Due to limited time and the preliminary phase of this project, we didn't extensively test our project on the various environments. In order to avoid some potential pitfall, please make sure that python>=3.7 and gcc>=4.0 and supporting std=C++11 in your development environment. We recommend using conda as python environment control. Also, prefer to use Mac OS or Linux-base system. Lastly, we relied on the MPI implementation, please install open-mpi>=4.0 [Download and Instruction]. (MPI-CH may be fine but not fully tested yet.)

First time to pull third_party submodules, please run:

git submodule update --init --recursive

0.1. If your development environment have GPUs (Optional)

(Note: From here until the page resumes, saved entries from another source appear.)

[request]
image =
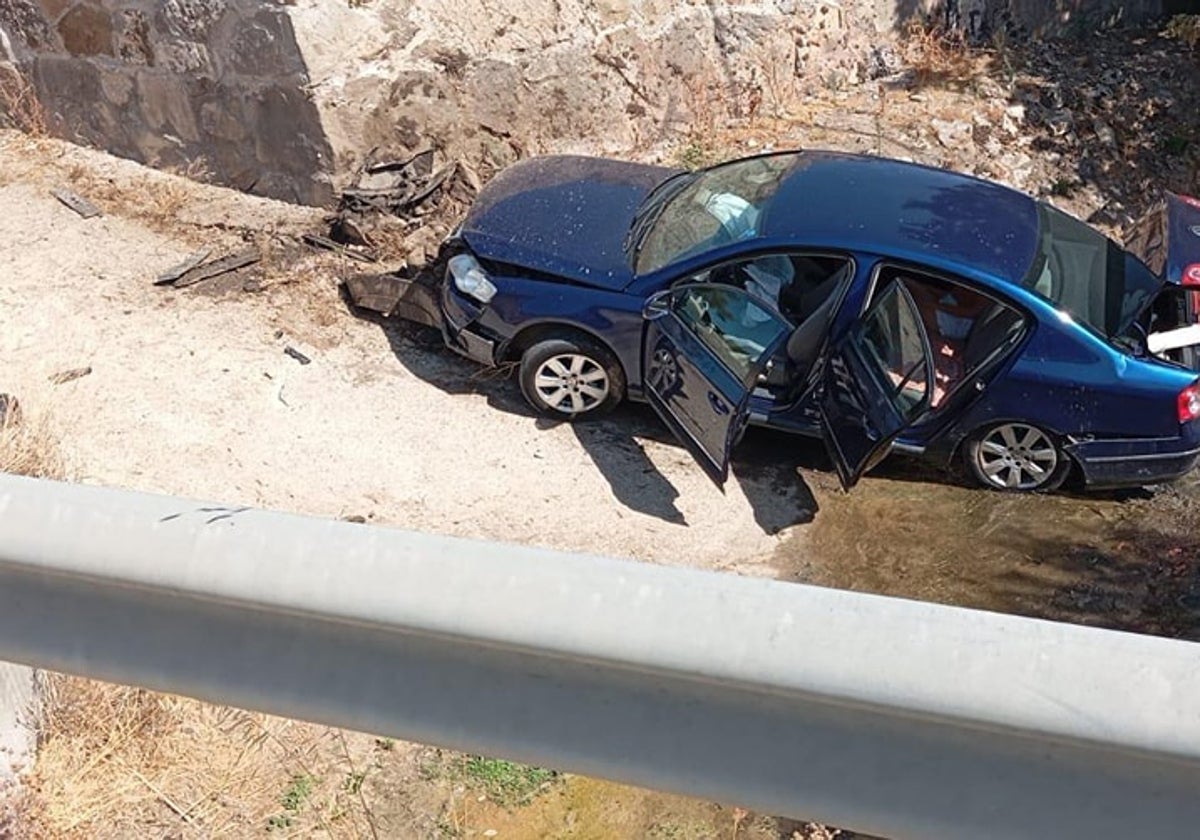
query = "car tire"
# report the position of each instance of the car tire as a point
(1017, 457)
(570, 377)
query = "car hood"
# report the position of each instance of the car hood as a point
(562, 215)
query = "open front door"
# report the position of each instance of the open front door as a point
(877, 381)
(703, 349)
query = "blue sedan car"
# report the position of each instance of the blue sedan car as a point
(875, 304)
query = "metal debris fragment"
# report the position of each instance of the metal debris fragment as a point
(77, 203)
(64, 377)
(297, 354)
(219, 267)
(337, 247)
(174, 273)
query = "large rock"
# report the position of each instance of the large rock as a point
(286, 99)
(216, 85)
(567, 75)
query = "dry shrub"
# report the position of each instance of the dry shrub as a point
(937, 55)
(1185, 28)
(19, 106)
(118, 761)
(29, 447)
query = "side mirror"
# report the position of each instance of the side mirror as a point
(657, 305)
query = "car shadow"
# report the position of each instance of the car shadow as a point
(766, 467)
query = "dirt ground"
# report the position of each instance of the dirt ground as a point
(191, 393)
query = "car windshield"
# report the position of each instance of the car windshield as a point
(712, 208)
(1089, 276)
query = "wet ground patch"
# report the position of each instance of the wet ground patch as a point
(1127, 559)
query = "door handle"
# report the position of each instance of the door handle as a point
(718, 403)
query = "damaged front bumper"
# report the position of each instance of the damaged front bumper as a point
(1137, 462)
(426, 299)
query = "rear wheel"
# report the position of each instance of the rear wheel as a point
(570, 377)
(1017, 457)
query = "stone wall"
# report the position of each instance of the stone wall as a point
(199, 85)
(285, 99)
(490, 81)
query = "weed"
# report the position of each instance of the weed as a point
(353, 783)
(298, 792)
(293, 799)
(937, 55)
(28, 445)
(508, 784)
(1185, 28)
(19, 106)
(694, 154)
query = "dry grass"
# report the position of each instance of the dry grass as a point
(19, 106)
(939, 57)
(29, 447)
(117, 761)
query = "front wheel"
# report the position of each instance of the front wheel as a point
(1017, 457)
(570, 378)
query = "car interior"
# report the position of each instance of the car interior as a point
(741, 307)
(965, 328)
(802, 288)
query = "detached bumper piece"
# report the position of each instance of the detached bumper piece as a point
(395, 295)
(460, 330)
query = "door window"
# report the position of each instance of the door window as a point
(966, 328)
(894, 346)
(730, 322)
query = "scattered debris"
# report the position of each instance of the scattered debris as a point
(953, 133)
(402, 203)
(174, 273)
(346, 231)
(337, 247)
(297, 354)
(217, 267)
(64, 377)
(10, 411)
(77, 203)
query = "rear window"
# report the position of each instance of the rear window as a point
(1087, 275)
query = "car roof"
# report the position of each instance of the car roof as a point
(900, 209)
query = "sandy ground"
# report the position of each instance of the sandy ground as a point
(191, 394)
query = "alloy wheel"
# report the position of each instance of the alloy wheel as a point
(1017, 456)
(571, 383)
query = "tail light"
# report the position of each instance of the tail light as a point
(1191, 280)
(1189, 402)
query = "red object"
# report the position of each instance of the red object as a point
(1189, 402)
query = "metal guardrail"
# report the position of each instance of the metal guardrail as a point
(888, 717)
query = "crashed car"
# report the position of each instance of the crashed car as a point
(875, 304)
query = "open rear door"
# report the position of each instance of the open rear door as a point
(703, 349)
(877, 381)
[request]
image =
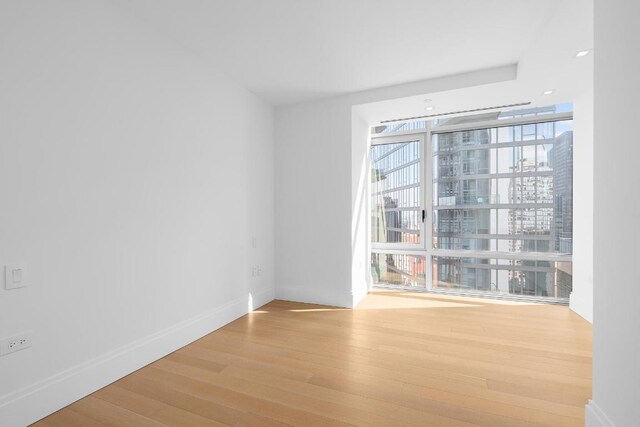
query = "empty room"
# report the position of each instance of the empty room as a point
(319, 212)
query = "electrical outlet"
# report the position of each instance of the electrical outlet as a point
(15, 276)
(15, 343)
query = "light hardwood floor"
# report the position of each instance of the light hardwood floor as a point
(398, 359)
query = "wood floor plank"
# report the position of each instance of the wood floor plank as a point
(400, 358)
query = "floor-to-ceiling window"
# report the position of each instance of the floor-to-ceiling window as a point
(475, 203)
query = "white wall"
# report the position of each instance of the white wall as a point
(321, 194)
(582, 294)
(133, 180)
(616, 317)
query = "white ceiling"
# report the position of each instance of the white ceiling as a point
(290, 51)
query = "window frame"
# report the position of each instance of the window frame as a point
(426, 246)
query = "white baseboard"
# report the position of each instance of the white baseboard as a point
(38, 400)
(316, 296)
(595, 416)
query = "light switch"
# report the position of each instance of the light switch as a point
(14, 277)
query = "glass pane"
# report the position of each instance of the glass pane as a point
(502, 276)
(513, 196)
(398, 269)
(395, 193)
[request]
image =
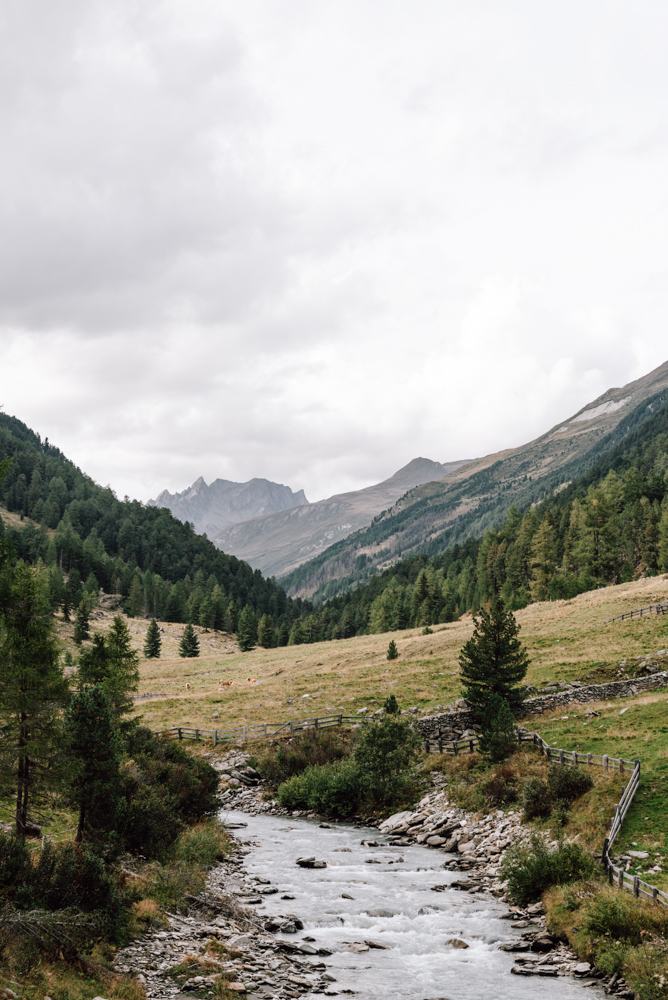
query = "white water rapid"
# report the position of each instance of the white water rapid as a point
(392, 904)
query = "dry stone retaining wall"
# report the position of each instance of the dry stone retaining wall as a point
(458, 722)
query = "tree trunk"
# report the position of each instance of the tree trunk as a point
(82, 816)
(22, 781)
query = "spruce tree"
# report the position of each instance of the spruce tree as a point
(93, 751)
(124, 674)
(82, 623)
(153, 641)
(266, 632)
(114, 664)
(283, 636)
(231, 618)
(247, 630)
(493, 661)
(32, 690)
(189, 645)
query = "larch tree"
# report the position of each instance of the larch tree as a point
(33, 690)
(93, 751)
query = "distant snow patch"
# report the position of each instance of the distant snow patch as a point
(598, 411)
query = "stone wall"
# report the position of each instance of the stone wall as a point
(455, 725)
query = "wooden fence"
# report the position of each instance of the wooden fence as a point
(256, 731)
(617, 876)
(654, 609)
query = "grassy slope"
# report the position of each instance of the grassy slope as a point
(349, 674)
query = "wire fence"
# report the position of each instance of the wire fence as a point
(654, 609)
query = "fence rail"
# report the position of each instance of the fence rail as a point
(617, 876)
(256, 731)
(653, 609)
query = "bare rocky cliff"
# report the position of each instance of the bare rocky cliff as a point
(276, 543)
(478, 495)
(212, 508)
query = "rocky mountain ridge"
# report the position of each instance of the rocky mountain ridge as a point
(212, 508)
(477, 496)
(278, 542)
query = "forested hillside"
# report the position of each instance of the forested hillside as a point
(437, 515)
(158, 565)
(608, 526)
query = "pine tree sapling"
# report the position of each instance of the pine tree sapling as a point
(82, 623)
(93, 749)
(189, 645)
(153, 641)
(493, 661)
(247, 630)
(66, 605)
(497, 733)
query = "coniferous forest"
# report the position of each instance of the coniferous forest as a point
(607, 526)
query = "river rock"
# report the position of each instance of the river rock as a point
(543, 944)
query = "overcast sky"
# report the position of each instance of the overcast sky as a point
(312, 239)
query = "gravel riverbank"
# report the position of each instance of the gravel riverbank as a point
(259, 965)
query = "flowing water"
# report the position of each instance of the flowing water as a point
(393, 904)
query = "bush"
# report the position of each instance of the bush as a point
(166, 765)
(331, 788)
(385, 756)
(536, 799)
(567, 784)
(148, 820)
(501, 786)
(312, 748)
(532, 868)
(61, 878)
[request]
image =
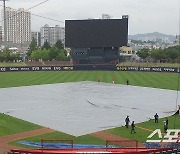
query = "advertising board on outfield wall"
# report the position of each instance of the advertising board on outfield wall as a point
(89, 67)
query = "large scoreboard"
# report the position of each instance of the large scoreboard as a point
(96, 33)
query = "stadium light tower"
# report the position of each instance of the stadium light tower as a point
(5, 26)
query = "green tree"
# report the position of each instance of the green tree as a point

In order to get full support of GPU, you have to install CUDA )(>=10.0) and install pytorch and/or tensorflow with the GPU support version. To maximize the efficiency of GPU and MPI, we implementation assumes the MPI installed is GPU-aware if GPU is available. It will avoid the extra cost that copy and moving the data from the GPU and host memory, i.e. the address of GPU location can be used directly. However, if MPI built is not GPU-aware, there will be a segmentation fault. To do that, you can call this command after the download of OpenMPI:

 ./configure --prefix={YOUR_OWN_PREFIX} --with-cuda

WARNING: Making sure that there is only one MPI implementation is installed on your machine.

It is highly recommended to use NCCL instead of OpenMPI as GPU communication implementation. We require the NCCL>=2.7 since our implementation heavily relied on the new ncclSend and ncclRecv API introduced after version 2.7.

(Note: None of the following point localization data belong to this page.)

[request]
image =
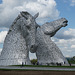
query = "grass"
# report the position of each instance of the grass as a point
(44, 66)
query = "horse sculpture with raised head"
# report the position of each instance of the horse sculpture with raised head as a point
(47, 52)
(19, 39)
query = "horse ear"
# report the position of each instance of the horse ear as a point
(36, 15)
(23, 14)
(37, 25)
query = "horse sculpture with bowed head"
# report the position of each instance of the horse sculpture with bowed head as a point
(19, 39)
(47, 52)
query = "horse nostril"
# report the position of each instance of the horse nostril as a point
(32, 46)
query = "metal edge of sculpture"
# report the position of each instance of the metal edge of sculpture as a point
(23, 36)
(47, 51)
(19, 39)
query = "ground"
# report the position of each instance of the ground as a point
(37, 72)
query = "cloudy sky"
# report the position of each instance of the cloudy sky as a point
(49, 10)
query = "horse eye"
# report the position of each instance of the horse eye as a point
(28, 27)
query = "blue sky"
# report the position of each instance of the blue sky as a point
(67, 11)
(48, 10)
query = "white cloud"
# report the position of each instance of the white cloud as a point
(72, 2)
(2, 36)
(9, 9)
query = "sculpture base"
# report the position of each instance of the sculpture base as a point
(7, 62)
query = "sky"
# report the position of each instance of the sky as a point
(49, 10)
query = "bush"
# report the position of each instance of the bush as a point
(34, 61)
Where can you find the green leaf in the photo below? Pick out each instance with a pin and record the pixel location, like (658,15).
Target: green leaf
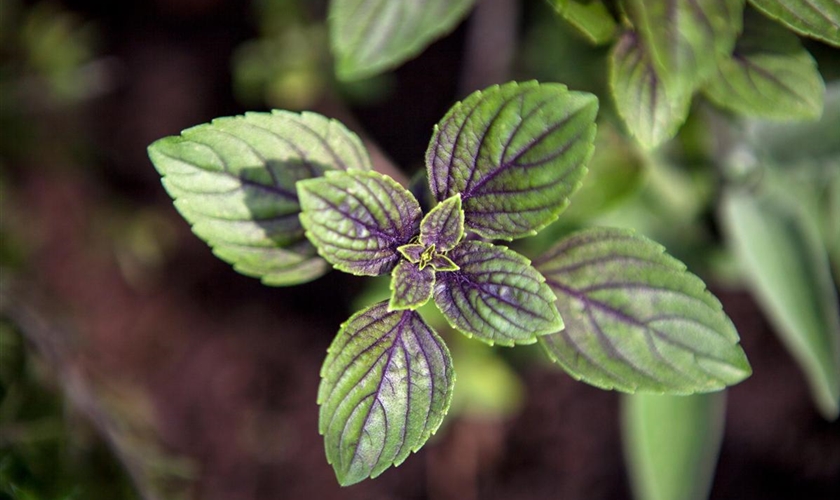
(371,36)
(590,17)
(818,19)
(443,226)
(386,386)
(672,444)
(358,219)
(770,75)
(779,247)
(652,112)
(685,38)
(496,296)
(234,181)
(636,320)
(515,153)
(411,287)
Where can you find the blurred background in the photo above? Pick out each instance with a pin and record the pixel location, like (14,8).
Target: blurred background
(136,365)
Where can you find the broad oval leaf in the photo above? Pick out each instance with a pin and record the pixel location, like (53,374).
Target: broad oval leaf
(779,247)
(358,219)
(234,181)
(385,387)
(443,226)
(814,18)
(496,296)
(590,17)
(636,320)
(686,37)
(371,36)
(652,112)
(672,444)
(770,75)
(411,287)
(515,153)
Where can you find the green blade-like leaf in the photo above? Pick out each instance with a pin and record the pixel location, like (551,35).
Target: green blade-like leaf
(818,19)
(672,444)
(443,226)
(770,75)
(685,38)
(371,36)
(496,296)
(386,385)
(636,320)
(590,17)
(411,287)
(779,247)
(234,181)
(652,112)
(515,153)
(357,220)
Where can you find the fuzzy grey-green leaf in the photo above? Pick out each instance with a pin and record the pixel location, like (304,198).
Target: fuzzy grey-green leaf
(234,181)
(385,387)
(358,219)
(636,320)
(371,36)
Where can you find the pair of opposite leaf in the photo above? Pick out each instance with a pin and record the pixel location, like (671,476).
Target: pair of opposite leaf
(267,191)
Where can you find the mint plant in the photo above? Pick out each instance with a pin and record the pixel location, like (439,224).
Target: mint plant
(285,196)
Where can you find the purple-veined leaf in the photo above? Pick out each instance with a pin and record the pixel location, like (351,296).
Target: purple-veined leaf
(385,387)
(411,287)
(814,18)
(358,219)
(371,36)
(652,112)
(496,296)
(234,181)
(515,153)
(443,226)
(636,320)
(770,75)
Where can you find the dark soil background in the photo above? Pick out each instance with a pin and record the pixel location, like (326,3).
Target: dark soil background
(191,371)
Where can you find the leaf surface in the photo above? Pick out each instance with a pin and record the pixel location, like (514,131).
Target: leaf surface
(652,112)
(590,17)
(496,296)
(371,36)
(443,226)
(818,19)
(411,287)
(672,444)
(779,247)
(234,181)
(358,219)
(515,153)
(770,75)
(385,387)
(636,320)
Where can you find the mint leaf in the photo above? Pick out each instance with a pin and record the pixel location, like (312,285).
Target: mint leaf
(496,296)
(770,75)
(371,36)
(816,19)
(635,319)
(652,112)
(590,17)
(385,387)
(443,226)
(672,443)
(357,220)
(515,153)
(779,247)
(234,181)
(411,287)
(686,37)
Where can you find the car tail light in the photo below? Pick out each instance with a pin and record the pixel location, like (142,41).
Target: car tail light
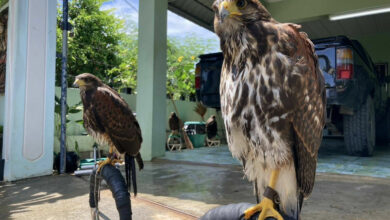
(197,76)
(344,63)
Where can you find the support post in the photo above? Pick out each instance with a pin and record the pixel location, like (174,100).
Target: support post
(152,67)
(64,86)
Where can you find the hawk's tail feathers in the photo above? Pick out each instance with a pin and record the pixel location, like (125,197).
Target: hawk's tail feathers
(130,173)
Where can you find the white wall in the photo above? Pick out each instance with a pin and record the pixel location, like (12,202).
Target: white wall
(85,143)
(29,95)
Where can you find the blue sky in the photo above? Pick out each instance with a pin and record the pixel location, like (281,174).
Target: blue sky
(177,26)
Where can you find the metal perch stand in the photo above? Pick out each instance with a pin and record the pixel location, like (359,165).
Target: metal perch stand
(118,187)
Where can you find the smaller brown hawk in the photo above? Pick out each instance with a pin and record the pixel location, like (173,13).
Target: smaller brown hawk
(109,120)
(211,127)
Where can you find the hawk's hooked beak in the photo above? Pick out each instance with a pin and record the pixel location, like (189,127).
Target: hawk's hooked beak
(227,9)
(78,82)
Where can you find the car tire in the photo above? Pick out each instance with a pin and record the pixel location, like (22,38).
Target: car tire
(359,130)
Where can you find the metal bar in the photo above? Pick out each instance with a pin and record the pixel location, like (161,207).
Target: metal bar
(64,86)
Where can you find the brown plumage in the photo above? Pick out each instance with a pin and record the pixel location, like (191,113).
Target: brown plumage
(174,122)
(272,98)
(211,127)
(108,118)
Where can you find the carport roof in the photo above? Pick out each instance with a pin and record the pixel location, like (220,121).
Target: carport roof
(317,26)
(197,11)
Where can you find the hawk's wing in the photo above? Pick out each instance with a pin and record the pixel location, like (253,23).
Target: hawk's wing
(117,119)
(307,91)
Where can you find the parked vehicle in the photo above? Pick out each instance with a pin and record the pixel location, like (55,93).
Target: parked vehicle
(358,106)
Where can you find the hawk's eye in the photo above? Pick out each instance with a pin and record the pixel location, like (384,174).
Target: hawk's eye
(241,3)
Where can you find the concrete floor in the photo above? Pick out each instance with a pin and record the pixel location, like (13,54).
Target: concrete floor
(193,186)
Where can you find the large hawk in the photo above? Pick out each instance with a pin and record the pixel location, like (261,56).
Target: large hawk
(273,103)
(109,120)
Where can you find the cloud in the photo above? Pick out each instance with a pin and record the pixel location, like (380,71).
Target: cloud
(177,26)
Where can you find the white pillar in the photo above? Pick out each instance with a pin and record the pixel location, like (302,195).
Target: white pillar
(151,78)
(29,95)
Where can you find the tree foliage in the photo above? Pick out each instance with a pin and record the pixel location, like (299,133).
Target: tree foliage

1. Install the package locally

Under the root folder, i.e. python folder, run the this command first.

pip install -e . --verbose

The -e means “editable”, so changes you make to files in the bluefog directory will take effect without reinstalling the package. In contrast, if you do python setup.py install, files will be copied from the bluefog directory to a directory of Python packages (often something like /home/{USER}/anaconda3/lib/python3.7/site-packages/bluefog). This means that changes you make to files in the bluefog directory will not have any effect.

If your system installed with NCCL >= 2.7, you should install BLUEFOG with NCCl by following command:

BLUEFOG_WITH_NCCL=1 pip install -e . --verbose

2. Build customer C extension (Optional)

Note: By default, the above pip install command already included the building C extension step. Following is a more detailed explanation for that.

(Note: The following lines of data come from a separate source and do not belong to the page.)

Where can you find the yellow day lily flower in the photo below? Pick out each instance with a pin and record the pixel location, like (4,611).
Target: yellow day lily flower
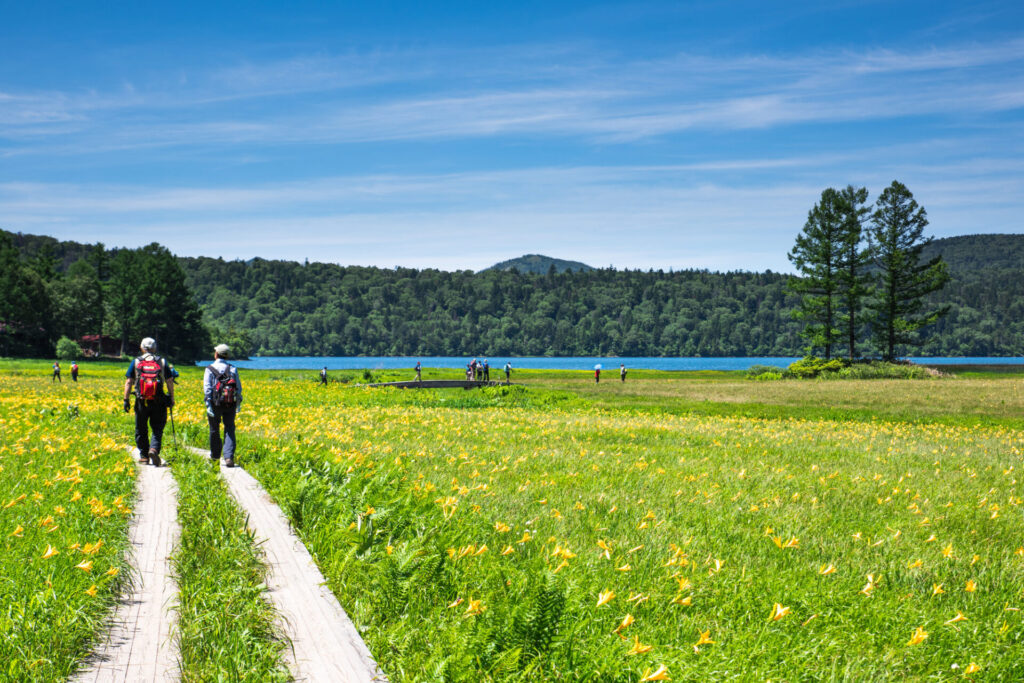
(638,647)
(660,675)
(960,617)
(919,636)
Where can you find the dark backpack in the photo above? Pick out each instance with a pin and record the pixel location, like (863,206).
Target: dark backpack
(225,388)
(148,377)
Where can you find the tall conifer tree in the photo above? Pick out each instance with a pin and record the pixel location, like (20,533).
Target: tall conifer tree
(854,279)
(818,257)
(896,242)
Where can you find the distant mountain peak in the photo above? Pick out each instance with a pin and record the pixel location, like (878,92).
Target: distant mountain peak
(539,263)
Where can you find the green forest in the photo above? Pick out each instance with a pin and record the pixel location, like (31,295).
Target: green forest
(272,307)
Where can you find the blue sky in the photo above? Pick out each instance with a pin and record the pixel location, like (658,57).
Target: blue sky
(455,135)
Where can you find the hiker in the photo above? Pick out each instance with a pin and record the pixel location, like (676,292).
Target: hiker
(222,391)
(154,389)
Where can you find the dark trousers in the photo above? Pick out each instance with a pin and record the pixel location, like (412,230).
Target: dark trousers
(150,414)
(216,446)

We heavily relied on the C extension in this project. Unlike python file, whenever you modified the C files, you have to re-compile it and generate the shared library out.

python setup.py build_ext -i

where -i means the in-place build. If your environment is fine, it should be able to generate a file like mpi_lib.cpython-37m-darwin.so under /bluefog/torch folder. (You may have different "middle" name based on your system and enviroment).

3. Run Test

To check the setup and build is correct or not, run

make test

to see if all tests can pass or not. It tests all cases. If you want to test some particular cases, you can run the command like

BLUEFOG_LOG_LEVEL=debug bfrun -np 4 pytest -s test/torch_win_ops_test.py::WinOpsTests:test_func

where the environment variable BLUEFOG_LOG_LEVEL=debug changes the print logs in C++ from default error level to debug level, -s is the flag in pytest to disable capturing the logs, and the pattern for test path is file_path::ClassName::FuncName.

4. Code Style And Lint

It is important to keep the code style and lint consistent throughout the whole project.

For python, we use normal pylint, which is specified in the .pylintrc file. Python docstring style is google style. It is recommended to have an editor to run pylint easily (But do not turn on format-on-save.) Otherwise, remember to run pylint {FILENANE} on your changes.

For C++, we use clang-tidy? I am not very familiar with C++ format. Right now, we have a simple .clang-format file. I just use vscode clang-format plugin.

5. FAQ for Mac users:

  1. If my default python version is 2, how to set the default python version to 3?

Answer: alias python=python3

  1. If my pytorch is not well installed, how to reinstall pytorch?

Answer: Uninstall torch: pip uninstall torch

Install torch: pip3 install torch torchvision

  1. I got the following error when executing "BLUEFOG_LOG_LEVEL=debug mpirun -n 2 python bluefog/torch/c_hello_world.py". How to address this issue? Error: File "bluefog/torch/c_hello_world.py", line 36 print(f"Rank: {rank}, local rank: {local_rank} Size: {size}, local size: {local_size}") ^ SyntaxError: invalid syntax

Answer: you should precise python3 using the following command: BLUEFOG_LOG_LEVEL=debug mpirun -n 2 python3 bluefog/torch/c_hello_world.py

  1. If I get the following error when executing "make test" command, how to address this issue? Error: Test error: There are not enough slots available in the system to satisfy the 4

Answer: Reason: there are not enough physical CPU cores (the test requires 4) in your machine. In order to address this issue, you should first use "sysctl hw.physicalcpu hw.logicalcpu" command to know the number of physical CPU cores. Assume that you have 2 physical CPU cores in your machine, you need to modify 4 in python/Makefile to 2. Then, the issue is resolved.